For a Good Audit, You Need to Select the Right Team
OPINION |

For a Good Audit, You Need to Select the Right Team

AFTER LOOKING AT AUDITING FIRMS, ACADEMIC LITERATURE NOW FOCUSES ON OFFICES AND INDIVIDUALS, SHOWING THAT KNOWING HOW TO COMBINE DIFFERENT SKILLS AND PROFILES WITHIN THE GROUP IMPROVES THE QUALITY OF AUDITS

by Angelo Ditillo and Angela Pettinicchio, Dept. of Accounting, Bocconi
Translated by Alex Foti



Financial reporting plays a decisive role in ensuring the efficient functioning of capital markets, as it is a staple of the decision-making process of investors and stakeholders, which is aimed at optimizing the allocation of savings.

The accounting scandals that have swept international markets since the year 2000 are testament to the presence of information asymmetry between companies and markets that arises from incomplete and misleading financial communication, and that can generate devastating economic impacts. For this reason, international legislators and academic researchers have focused their attention on the role of auditors as subjects capable of expressing independent judgment on the reliability of corporate information released to the market. The purpose is to study potential tools that can improve the quality and transparency of companies’ balance sheets.

While academic literature focused on auditing firms at first, in order to determine which of their characteristics could positively influence the quality of the auditing services provided (for instance, consultancy size), over the last decade the level of analysis has gotten more specific, focusing on key offices and, finally, on individual auditors. In this regard, it was demonstrated how the demographic characteristics of signatory partners, above all their gender, can have a decisive impact on the quality of the audit provided (and, therefore, indirectly, on the quality of financial information disclosed by the client company). It should be considered, however, that the individual auditors do not operate in isolation, since their work is by necessity influenced by the interactions and social dynamics that are established at the level of work teams.

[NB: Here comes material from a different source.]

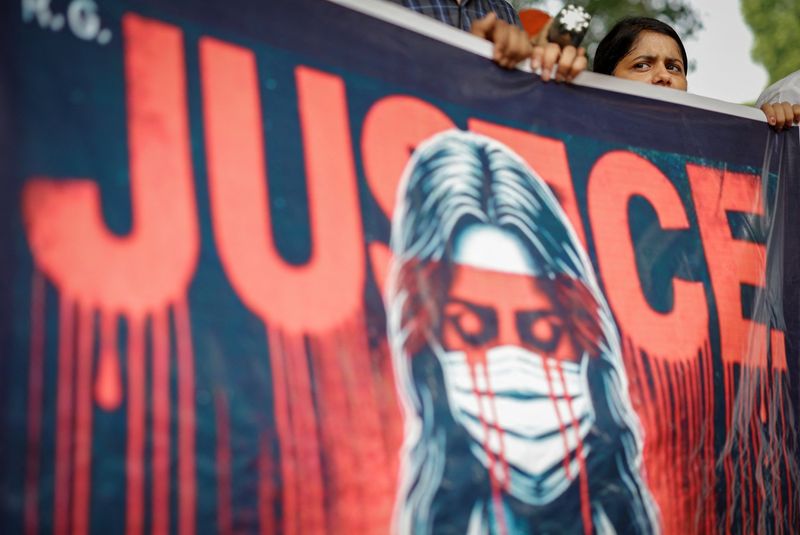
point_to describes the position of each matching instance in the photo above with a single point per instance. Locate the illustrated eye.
(540, 329)
(472, 325)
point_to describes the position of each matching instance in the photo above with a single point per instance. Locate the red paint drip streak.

In a recent paper co-written with Mara Cameran, published in European Accounting Review in 2018, we have uncovered which key features of auditing teams have a positive impact on the quality and efficiency of company audits. In particular, the data show that a higher percentage of work hours of partners and managers assigned to an audit in the early stages of the consulting relationship has a negative impact on the quality of the audit, while this effect becomes positive as the duration of the relationship with the client company increases. This result can be explained by considering that a higher number of hours assigned to partners and managers corresponds, in relative terms, to a lower number of hours assigned to seniors and staff, which actually carry out most of the technical work. And the focus on technical aspects is of particular importance in the early stages of the assignment, as it is necessary to deepen knowledge of the client being audited. In addition to this, the diversity of partners and managers in terms of training and gender in the work team has a positive impact on the quality and efficiency of the auditing of financial statements.
 
The results are primarily relevant for auditing companies in terms of their personnel selection policies and organization of their auditing activities. Furthermore, they have implications for the international bodies which set auditing and accounting standards and in the last few years have underlined the importance of the characteristics of auditing teams for the quality of financial reporting. This could lead to the definition of standards for the selection of individuals that are assigned to the various auditing tasks, in order to increase the quality of external audits on companies’ accounts.